I have a confession to make here. Maybe this goes back
to my Sixties childhood, when I delighted in each week’s “guest villain” on Batman,
but I loved Columbo’s adversaries just as much as the detective himself. I practically
hissed as these chic, wealthy, famous people carried out their killings in the
most cold-blooded, cocky fashion possible, only to be brought to heel by their
arrogance and by the investigator who wouldn’t let go of his quarry.
I’m sure every fan has his set of favorite baddies,
but most, I think, would return to the actors who came back most often: Robert
Culp, Patrick McGoohan, and my favorite, Jack Cassidy. (Yes, baby boomers: the
father of David and Shaun.) These repeat offenders brought different
characteristics to the roles (Culp, barely controlled resentment; McGoohan,
elegant malice; and Cassidy, preening egotism), but all made memorable impressions.

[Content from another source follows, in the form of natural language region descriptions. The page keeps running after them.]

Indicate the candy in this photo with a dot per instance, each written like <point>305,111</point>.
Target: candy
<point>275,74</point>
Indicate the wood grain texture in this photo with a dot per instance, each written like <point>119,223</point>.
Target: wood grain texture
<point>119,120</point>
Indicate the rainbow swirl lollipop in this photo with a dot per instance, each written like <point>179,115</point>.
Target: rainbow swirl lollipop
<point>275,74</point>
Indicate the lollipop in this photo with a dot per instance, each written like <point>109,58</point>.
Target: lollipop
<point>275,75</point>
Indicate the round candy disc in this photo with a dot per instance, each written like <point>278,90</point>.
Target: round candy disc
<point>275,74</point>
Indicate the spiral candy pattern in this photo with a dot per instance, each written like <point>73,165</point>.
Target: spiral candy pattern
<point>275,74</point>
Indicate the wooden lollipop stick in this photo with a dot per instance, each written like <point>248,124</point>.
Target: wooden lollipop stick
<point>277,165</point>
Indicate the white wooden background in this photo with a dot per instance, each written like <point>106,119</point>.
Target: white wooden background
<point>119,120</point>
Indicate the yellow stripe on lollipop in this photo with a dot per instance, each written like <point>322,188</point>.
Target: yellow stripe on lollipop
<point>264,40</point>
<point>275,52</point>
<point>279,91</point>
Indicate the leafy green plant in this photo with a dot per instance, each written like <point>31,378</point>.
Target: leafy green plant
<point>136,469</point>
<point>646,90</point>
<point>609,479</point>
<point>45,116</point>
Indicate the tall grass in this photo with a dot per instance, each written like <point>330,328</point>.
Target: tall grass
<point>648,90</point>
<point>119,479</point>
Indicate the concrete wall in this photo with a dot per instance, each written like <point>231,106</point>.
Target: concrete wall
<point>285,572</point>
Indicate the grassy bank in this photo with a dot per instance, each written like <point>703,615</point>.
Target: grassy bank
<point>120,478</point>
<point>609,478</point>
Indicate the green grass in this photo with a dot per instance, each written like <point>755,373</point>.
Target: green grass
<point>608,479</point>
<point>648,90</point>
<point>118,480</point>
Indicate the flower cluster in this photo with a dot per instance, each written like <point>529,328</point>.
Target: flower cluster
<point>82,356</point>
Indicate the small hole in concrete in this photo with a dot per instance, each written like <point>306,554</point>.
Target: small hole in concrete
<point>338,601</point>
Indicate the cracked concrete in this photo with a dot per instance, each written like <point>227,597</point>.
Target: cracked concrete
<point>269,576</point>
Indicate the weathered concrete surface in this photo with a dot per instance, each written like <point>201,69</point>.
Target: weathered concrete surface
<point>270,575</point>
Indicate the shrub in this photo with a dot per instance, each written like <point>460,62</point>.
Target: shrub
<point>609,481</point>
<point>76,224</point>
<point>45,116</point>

Three other reasons why I liked the series:
*It gave memorable roles to middle-aged and elderly actresses. At a time when Hollywood often didn’t know what to do with actresses
who were beyond the ingenue stage, Columbo provided them with multi-dimensional,
if sometimes brief, roles, not necessarily confined to villains. These women
included Lee Grant, Anne Baxter, Ida Lupino, Myrna Loy, Kim Hunter, Gena Rowlands, Martha Scott, Vera
Miles, Ruth Gordon, Faye Dunaway, and Janet Leigh.
*It boosted the careers of rising talents, in front
of or behind the camera. Steven Bochco (Hill Street Blues, NYPD
Blue) first won wide attention with a Columbo teleplay that Falk
publicly praised when the actor picked up the first of his four Emmys for the role,
while Steven Spielberg and Jonathan Demme cut their teeth as directors with
some of the series’ most striking episodes. Appearing on the show early in
their careers were Blythe Danner, Jeff Goldblum, Martin Sheen, Kim Cattrall, Katey
Sagal, and Jamie Lee Curtis.
*It blended realistic characterization and the clues
of great detective stories into great scripts. The series ranks #57 on a
list of “The 101 Best-Written TV Series” compiled by the Writers Guild
of America West.
Just one more thing (where did I hear that before?) on
this last point: The best scripts of the series were most likely to have been
written in the original run of the series, from 1971 to 1978. After a
decade-long hiatus, Falk revived the role in 1989, beginning a string of
occasional two-hour TV movies that continued until 2003.
But be warned: the longer the series continued, the lower
its quality sank. In no small part, this was because the scripts did not match
the quality of the original series. (Another sign of a below-average episode: if one of the guest stars included Falk's second wife, Shera Danese.)
By this time, Levinson had died while Link was busy with another long-running detective series, Murder She Wrote. As executive producer of the new movies, Falk was involved even more intimately with their creation than he was before. He might have taken on more than he could handle.
One sign of it: two episodes that departed
from the cat-and-mouse format of the show—meaning that any other detective
could have been inserted into the space reserved for “Columbo” with no one in
the audience being the wiser. Falk loved playing the character so much that he
simply didn’t know when to stop.
But at its best, Columbo is virtually unrivaled
among detective series. Falk enjoyed acclaim on stage and the big screen, but
television gave him his greatest vehicle.